The length of the tangent from an external point \(P\) on a circle with centre \(O\) is always less than \(OP\). State True/False and justify.
True.
Step 1: Let the circle have centre \(O\) and radius \(r\). Take an external point \(P\) outside the circle.
Step 2: Draw a tangent from \(P\) to the circle, touching the circle at point \(T\).
Step 3: In geometry, a radius drawn to the point of tangency is always perpendicular to the tangent. So, \(OT \perp PT\).
Step 4: This makes triangle \(OPT\) a right-angled triangle at \(T\).
Step 5: By Pythagoras theorem: \[ OP^{2} = OT^{2} + PT^{2} \]

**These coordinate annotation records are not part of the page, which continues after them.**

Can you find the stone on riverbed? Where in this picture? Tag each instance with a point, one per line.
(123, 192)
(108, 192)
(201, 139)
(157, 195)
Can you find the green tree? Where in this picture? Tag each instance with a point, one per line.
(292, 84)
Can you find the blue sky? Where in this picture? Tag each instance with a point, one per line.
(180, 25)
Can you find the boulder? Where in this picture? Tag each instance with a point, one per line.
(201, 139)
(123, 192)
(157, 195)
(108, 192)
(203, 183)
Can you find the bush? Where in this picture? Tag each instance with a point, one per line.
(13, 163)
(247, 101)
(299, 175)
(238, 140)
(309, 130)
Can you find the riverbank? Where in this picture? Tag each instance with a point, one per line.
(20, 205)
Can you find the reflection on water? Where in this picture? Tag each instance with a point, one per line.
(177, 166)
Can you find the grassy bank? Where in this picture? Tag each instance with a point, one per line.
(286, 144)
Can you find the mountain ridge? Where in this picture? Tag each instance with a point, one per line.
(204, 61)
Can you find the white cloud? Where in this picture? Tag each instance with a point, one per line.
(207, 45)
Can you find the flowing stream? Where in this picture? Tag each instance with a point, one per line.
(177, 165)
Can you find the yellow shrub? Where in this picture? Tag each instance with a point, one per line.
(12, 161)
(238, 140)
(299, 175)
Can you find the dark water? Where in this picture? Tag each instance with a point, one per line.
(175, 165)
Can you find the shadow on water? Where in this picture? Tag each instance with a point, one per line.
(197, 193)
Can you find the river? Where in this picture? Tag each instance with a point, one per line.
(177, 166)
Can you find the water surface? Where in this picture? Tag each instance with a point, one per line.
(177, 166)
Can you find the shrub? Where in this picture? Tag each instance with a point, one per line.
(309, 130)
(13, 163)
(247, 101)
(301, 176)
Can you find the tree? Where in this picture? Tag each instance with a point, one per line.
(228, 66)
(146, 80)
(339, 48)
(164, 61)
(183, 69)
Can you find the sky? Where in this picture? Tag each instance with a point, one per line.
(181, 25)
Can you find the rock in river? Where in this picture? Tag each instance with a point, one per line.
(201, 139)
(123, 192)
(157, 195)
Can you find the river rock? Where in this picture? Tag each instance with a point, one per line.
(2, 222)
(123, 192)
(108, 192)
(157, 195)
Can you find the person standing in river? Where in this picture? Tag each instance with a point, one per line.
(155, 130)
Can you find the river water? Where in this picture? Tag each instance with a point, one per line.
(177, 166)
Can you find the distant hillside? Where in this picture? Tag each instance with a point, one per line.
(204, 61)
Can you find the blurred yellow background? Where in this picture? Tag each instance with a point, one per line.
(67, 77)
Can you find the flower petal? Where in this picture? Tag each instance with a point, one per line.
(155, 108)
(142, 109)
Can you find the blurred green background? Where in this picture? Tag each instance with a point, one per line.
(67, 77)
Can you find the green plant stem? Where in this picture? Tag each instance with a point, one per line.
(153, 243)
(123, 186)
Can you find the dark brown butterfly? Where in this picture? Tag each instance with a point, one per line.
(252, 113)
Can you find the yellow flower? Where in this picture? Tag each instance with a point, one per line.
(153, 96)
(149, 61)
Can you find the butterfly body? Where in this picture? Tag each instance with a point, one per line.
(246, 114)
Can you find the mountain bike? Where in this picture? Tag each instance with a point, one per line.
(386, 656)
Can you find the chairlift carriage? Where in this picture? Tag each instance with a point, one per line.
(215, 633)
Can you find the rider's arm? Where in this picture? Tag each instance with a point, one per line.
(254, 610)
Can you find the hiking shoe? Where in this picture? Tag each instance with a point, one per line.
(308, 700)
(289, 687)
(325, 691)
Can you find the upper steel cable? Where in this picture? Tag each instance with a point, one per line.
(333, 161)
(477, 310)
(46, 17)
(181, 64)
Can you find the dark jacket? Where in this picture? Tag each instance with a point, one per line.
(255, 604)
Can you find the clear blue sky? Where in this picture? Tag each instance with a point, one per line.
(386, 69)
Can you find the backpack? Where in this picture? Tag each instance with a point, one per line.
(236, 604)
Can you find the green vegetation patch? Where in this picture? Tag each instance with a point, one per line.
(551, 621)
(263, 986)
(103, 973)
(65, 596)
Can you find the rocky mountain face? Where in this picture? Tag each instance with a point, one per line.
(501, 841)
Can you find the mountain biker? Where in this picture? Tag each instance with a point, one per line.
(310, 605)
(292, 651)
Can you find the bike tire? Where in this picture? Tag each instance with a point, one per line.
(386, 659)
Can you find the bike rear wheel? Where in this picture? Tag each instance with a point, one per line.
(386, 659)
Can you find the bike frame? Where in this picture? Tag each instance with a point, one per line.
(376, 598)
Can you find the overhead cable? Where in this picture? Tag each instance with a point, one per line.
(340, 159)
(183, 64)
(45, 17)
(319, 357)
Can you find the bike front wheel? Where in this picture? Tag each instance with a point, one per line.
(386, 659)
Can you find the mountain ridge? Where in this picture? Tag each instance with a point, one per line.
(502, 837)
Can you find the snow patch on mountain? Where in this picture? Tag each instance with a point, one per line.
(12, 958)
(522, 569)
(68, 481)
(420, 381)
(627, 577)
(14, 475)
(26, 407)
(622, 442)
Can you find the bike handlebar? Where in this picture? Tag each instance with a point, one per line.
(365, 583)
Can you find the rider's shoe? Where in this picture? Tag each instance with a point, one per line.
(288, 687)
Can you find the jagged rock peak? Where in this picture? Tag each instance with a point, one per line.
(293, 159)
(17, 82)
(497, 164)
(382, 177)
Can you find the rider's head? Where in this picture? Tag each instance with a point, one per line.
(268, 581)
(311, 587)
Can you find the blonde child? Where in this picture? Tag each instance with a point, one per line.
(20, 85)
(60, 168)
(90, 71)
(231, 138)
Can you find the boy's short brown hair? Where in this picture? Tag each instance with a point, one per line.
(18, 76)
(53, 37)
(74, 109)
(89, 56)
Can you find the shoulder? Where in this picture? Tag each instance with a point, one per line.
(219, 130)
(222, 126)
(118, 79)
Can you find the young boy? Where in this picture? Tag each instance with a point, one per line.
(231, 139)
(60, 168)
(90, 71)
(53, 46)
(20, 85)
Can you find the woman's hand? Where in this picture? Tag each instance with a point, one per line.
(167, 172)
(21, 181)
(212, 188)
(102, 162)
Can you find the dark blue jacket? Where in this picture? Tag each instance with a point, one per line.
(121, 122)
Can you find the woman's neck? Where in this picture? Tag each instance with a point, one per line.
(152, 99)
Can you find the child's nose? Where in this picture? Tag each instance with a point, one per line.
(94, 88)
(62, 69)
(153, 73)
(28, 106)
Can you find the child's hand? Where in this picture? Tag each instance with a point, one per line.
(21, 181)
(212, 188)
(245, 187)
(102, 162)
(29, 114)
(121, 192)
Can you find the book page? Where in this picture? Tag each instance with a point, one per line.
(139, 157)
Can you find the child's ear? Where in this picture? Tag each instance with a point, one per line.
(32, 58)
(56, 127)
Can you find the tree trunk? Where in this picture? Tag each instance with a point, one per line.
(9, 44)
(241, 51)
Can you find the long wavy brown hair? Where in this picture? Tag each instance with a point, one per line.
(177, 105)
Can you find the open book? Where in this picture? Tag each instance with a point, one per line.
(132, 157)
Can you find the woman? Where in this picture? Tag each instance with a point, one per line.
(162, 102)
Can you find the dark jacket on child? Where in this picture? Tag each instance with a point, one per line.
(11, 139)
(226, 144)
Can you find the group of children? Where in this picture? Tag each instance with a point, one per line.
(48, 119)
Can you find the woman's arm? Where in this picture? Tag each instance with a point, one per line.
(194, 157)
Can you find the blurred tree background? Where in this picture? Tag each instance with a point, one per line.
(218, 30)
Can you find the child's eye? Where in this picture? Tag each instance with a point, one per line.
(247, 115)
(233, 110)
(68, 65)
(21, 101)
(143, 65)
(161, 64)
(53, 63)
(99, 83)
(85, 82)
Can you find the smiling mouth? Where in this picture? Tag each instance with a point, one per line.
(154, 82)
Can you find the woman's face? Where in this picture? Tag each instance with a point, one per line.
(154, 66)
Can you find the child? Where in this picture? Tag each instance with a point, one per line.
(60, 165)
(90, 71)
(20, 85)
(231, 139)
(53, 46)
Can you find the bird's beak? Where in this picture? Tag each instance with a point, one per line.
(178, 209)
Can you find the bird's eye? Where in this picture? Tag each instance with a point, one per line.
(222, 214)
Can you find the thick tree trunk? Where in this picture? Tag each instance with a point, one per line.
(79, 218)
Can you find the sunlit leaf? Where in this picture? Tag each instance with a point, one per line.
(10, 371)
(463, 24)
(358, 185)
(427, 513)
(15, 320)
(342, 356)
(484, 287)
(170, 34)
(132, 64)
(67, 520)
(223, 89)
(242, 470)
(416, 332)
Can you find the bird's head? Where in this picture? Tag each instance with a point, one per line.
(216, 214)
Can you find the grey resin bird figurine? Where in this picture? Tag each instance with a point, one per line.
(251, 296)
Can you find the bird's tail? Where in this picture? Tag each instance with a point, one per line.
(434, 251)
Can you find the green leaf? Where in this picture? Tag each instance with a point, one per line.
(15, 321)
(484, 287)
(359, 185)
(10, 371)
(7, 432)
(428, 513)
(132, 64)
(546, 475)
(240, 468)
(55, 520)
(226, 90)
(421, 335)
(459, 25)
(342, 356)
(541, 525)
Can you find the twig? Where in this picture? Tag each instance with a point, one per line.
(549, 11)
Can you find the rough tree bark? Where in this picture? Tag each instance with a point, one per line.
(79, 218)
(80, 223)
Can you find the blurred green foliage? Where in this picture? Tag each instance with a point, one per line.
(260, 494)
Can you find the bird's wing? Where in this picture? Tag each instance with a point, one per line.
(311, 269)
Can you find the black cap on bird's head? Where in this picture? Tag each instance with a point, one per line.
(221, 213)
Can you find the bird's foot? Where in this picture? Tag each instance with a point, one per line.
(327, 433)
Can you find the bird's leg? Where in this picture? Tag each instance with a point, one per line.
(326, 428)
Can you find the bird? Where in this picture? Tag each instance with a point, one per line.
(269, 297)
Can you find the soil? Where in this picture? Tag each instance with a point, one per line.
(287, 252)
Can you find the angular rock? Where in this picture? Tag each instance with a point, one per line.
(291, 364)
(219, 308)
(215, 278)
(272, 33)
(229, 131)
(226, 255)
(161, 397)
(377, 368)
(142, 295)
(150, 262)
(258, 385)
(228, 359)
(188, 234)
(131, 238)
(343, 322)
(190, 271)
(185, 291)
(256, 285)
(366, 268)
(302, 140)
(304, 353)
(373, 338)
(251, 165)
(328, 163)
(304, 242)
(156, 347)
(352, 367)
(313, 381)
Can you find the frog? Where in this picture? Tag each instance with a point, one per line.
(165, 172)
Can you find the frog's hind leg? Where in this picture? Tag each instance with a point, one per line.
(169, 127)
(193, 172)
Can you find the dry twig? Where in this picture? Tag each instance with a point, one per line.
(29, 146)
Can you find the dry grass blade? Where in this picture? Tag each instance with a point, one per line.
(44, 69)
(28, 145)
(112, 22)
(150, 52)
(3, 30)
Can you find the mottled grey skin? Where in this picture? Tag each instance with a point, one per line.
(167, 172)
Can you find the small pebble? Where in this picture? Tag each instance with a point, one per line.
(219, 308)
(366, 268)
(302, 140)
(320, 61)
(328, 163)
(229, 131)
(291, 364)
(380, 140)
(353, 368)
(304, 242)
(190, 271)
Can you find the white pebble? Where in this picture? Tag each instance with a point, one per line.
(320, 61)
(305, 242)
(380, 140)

Step 6: Substituting, \(OT = r\) (radius), we get: \[ OP^{2} = r^{2} + PT^{2} \]
Step 7: Rearranging: \[ PT^{2} = OP^{2} - r^{2} \]
Step 8: Taking square root: \[ PT = \sqrt{OP^{2} - r^{2}} \]
Step 9: Since \(r^{2} > 0\), we see that: \(PT < OP\).
Final Result: The tangent length from \(P\) (i.e., \(PT\)) is always smaller than the distance \(OP\). Hence the statement is True.